Yes, in Puppeteer-Sharp, you can limit the resources loaded by a page by intercepting network requests and aborting those you don't want to load. This can be useful to speed up page loads and save bandwidth, especially when you're only interested in certain types of resources, such as document markup, and not in images, stylesheets, or scripts.
Here's an example of how to use Puppeteer-Sharp to intercept network requests and cancel loading of all resources except for documents (HTML):
using System;
using System.Threading.Tasks;
using PuppeteerSharp;
class Program
{
public static async Task Main(string[] args)
{
// Download the Chromium revision if it does not already exist
await new BrowserFetcher().DownloadAsync(BrowserFetcher.DefaultRevision);
// Launch the browser
var browser = await Puppeteer.LaunchAsync(new LaunchOptions
{
Headless = true // Change to false if you need a GUI
});
// Create a new page
var page = await browser.NewPageAsync();
// Attach an event listener to intercept network requests
await page.SetRequestInterceptionAsync(true);
page.Request += (sender, e) =>
{
// Abort requests for resources that are not documents (HTML)
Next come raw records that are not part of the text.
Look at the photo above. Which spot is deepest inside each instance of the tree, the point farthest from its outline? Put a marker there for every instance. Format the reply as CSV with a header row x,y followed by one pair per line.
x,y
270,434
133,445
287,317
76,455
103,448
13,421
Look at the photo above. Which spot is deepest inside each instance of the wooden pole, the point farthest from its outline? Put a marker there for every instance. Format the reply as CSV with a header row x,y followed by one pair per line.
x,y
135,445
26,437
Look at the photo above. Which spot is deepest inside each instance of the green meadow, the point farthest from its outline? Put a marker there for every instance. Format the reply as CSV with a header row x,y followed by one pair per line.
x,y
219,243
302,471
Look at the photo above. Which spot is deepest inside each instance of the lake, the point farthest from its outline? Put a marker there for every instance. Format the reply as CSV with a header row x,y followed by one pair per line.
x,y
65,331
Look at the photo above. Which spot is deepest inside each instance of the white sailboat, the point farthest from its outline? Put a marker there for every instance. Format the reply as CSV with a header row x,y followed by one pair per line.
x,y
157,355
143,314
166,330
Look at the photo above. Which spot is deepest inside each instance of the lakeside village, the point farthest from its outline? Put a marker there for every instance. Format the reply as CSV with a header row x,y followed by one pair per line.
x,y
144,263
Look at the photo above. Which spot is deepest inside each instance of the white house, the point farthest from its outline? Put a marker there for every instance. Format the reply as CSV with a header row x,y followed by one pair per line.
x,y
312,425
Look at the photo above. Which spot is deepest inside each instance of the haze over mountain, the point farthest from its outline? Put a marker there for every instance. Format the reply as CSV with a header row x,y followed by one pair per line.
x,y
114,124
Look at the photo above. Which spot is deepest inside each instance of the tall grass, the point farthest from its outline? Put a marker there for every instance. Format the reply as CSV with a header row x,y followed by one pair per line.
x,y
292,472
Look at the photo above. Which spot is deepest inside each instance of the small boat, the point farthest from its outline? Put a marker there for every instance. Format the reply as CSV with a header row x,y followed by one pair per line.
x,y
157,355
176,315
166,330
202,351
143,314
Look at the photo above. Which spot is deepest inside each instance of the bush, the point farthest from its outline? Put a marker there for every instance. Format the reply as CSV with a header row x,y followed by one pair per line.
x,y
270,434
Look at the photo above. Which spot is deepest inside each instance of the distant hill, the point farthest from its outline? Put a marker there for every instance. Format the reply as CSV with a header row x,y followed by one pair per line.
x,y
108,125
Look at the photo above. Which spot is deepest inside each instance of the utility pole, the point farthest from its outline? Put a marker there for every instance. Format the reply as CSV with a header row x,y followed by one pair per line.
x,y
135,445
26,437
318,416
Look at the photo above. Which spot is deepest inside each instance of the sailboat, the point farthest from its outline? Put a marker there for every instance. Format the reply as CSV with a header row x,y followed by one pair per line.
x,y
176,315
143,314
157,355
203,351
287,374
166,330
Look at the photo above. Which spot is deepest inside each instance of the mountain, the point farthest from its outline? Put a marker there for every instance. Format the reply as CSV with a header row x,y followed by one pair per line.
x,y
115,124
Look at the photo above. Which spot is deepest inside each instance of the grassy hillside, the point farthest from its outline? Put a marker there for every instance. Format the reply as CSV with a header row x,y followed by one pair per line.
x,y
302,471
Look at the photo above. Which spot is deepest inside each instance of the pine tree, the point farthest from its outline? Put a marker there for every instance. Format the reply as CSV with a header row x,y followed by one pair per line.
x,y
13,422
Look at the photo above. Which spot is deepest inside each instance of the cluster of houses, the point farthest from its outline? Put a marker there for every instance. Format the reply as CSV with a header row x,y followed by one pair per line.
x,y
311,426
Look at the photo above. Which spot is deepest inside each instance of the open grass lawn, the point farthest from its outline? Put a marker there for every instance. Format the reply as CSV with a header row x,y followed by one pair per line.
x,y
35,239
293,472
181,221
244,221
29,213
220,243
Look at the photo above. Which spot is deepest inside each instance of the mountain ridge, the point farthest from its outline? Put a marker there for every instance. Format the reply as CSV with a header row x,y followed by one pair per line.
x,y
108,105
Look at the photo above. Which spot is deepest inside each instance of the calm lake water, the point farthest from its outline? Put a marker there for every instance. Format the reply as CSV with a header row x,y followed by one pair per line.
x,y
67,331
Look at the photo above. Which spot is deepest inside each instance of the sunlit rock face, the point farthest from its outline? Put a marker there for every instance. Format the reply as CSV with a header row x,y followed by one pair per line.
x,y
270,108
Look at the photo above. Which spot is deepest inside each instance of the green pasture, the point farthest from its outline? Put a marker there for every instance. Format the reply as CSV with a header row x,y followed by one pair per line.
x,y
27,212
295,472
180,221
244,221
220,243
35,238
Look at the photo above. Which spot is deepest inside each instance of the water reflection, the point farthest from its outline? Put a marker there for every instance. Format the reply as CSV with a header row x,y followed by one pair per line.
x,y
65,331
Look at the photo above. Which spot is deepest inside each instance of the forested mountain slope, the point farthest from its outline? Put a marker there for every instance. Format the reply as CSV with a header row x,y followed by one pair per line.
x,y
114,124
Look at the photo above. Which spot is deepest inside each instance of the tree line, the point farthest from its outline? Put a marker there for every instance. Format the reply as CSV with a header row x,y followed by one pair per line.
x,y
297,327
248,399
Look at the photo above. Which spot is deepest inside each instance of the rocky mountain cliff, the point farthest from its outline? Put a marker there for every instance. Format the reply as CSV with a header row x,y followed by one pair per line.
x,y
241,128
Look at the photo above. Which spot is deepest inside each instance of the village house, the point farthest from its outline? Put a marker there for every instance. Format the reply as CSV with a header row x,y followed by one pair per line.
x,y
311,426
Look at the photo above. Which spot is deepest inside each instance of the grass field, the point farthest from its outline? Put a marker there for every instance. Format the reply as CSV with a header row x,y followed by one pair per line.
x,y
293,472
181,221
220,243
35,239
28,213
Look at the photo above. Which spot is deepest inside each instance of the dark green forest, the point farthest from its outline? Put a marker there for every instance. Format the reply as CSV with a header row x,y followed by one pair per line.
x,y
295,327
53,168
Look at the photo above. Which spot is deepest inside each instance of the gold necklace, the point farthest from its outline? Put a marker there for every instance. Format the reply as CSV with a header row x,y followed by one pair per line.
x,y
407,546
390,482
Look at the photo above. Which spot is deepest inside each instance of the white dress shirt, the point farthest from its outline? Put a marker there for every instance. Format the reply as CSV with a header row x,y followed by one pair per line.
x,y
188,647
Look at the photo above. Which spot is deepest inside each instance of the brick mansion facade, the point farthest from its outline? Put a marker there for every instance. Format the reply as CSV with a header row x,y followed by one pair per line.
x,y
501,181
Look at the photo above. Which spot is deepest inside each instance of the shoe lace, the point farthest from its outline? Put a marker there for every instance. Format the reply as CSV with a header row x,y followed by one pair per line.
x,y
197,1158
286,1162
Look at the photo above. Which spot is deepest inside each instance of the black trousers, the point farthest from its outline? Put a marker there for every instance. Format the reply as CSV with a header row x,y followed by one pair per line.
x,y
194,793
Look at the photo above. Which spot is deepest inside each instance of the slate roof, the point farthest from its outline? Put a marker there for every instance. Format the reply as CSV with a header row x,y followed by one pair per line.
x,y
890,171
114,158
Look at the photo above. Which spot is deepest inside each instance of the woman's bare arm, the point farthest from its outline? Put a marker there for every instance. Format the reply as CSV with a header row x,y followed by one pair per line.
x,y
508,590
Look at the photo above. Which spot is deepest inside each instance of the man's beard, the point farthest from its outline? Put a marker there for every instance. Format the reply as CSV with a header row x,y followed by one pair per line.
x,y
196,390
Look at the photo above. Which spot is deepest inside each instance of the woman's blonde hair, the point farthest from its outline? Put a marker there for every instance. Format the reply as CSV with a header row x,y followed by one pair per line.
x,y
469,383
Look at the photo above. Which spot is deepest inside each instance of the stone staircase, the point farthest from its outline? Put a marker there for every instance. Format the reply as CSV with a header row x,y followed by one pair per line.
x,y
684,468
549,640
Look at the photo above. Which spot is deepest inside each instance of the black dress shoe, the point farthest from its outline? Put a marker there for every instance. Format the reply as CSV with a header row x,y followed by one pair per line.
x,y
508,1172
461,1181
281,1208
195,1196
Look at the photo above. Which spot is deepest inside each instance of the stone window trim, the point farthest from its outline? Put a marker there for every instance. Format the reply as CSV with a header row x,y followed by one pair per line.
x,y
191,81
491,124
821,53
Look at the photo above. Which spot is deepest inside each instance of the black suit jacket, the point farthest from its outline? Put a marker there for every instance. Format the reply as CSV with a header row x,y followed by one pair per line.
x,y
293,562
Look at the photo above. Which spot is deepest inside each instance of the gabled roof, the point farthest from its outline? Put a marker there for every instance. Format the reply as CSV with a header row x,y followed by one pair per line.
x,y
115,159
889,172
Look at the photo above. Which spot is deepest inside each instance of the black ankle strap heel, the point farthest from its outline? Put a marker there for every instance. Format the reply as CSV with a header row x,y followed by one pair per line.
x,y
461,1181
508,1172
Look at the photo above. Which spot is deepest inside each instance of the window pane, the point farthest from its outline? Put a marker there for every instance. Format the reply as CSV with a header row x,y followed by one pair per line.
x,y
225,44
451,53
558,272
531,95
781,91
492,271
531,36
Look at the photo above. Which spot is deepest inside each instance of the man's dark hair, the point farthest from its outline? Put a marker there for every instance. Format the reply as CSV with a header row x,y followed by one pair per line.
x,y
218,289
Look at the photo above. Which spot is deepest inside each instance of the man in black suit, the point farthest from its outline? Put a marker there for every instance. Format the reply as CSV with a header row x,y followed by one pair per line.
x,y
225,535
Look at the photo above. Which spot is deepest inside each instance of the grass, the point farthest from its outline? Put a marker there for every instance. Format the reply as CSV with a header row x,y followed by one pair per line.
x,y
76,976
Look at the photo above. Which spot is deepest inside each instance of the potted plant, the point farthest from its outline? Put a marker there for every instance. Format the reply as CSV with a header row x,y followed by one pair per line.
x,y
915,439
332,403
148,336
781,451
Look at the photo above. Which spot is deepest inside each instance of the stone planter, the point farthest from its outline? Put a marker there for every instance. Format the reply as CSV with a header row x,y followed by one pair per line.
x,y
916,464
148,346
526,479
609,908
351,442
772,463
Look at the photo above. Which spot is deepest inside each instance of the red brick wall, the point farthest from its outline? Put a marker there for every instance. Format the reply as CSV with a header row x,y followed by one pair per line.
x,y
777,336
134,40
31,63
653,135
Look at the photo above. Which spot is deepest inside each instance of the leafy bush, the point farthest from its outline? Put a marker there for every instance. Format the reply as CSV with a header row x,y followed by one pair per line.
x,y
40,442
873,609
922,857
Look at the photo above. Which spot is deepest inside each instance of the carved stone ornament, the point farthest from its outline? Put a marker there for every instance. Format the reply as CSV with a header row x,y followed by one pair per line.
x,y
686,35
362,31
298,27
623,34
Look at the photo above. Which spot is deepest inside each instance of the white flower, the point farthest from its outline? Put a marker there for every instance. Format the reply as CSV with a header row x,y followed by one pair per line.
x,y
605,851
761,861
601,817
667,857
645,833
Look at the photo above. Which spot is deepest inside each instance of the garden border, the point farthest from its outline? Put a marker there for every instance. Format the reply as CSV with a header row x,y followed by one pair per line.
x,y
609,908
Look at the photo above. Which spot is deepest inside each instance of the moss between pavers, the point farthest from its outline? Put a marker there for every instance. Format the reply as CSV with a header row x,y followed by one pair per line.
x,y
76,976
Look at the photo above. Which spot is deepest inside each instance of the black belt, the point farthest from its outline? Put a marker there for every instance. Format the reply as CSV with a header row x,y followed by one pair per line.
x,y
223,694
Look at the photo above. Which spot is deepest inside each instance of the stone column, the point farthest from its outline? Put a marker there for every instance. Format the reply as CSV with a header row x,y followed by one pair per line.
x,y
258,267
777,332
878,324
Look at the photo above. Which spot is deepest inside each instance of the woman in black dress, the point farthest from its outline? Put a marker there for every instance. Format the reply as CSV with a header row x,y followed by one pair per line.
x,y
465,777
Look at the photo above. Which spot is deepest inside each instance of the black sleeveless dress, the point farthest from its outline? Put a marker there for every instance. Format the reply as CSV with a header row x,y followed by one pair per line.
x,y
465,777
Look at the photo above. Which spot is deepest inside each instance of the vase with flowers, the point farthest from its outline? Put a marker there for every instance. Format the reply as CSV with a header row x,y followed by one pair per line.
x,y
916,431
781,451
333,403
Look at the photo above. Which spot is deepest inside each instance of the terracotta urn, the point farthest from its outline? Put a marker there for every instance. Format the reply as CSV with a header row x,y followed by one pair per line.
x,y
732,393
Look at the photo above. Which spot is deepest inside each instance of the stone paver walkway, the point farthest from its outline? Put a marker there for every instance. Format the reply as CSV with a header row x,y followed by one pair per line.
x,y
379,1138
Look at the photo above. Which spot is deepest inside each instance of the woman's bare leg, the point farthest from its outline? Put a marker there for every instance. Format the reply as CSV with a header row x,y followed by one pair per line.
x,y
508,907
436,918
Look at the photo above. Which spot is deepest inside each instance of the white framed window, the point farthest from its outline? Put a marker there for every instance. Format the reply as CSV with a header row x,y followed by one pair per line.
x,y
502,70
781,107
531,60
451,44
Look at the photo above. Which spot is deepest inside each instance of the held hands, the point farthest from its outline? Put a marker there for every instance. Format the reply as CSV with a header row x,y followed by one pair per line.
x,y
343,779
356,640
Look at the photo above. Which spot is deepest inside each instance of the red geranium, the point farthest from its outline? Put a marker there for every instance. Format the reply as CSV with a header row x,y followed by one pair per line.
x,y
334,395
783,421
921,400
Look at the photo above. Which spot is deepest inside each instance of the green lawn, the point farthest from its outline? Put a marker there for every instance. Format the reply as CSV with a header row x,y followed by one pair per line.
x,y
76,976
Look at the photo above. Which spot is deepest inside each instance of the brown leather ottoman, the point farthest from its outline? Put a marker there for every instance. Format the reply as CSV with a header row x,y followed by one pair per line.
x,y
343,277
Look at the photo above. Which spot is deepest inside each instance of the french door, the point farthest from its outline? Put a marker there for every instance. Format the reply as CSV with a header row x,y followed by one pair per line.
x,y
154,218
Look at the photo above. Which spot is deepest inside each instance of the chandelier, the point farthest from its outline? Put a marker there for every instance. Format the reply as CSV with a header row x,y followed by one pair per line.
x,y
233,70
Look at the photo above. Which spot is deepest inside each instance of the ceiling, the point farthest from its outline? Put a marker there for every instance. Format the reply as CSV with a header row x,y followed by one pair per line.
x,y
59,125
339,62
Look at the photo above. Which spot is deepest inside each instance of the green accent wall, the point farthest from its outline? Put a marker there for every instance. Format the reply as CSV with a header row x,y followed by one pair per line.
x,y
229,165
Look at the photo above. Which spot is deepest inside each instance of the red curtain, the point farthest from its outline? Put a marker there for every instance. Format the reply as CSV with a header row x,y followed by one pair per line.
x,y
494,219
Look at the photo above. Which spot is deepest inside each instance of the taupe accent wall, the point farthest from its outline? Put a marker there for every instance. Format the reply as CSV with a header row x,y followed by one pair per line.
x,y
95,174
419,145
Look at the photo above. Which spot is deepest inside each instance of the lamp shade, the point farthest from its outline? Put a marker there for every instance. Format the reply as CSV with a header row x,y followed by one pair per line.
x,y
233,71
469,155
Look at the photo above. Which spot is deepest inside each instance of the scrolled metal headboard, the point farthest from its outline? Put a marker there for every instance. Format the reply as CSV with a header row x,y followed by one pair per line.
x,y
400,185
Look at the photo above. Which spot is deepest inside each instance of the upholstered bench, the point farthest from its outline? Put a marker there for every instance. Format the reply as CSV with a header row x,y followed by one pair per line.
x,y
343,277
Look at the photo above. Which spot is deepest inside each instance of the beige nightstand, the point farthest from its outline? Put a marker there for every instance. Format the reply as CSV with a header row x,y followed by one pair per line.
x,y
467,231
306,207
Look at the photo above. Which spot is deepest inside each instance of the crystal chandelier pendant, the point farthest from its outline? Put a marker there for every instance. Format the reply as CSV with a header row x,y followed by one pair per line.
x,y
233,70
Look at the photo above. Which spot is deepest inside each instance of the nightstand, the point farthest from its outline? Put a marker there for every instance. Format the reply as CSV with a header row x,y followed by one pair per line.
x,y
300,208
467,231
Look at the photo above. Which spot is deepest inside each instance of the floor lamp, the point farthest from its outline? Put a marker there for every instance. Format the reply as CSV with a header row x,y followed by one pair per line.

if (e.Request.ResourceType != ResourceType.Document)
{
e.Request.AbortAsync();
}
else
{
e.Request.ContinueAsync();
}
};
// Navigate to the target URL
await page.GoToAsync("https://example.com");
// Do something with the page content, like extracting data or taking a screenshot
// ...
// Close the browser
await browser.CloseAsync();
}
}
In this example, we use the SetRequestInterceptionAsync(true)
method to enable request interception for the page. Then, we attach an event listener to the Request
event, which will be triggered for each network request made by the page. Inside the event handler, we check the ResourceType
of the request, and if it's not a Document
, we call AbortAsync()
to cancel the request. If it is a document, we call ContinueAsync()
to allow the request to proceed.
You can adjust the condition to allow other types of resources by checking against other ResourceType
values, such as Image
, StyleSheet
, Script
, Font
, etc., depending on your scraping needs.
Remember to include error handling and dispose of resources properly in a real-world application. The example above is simplified for clarity and brevity.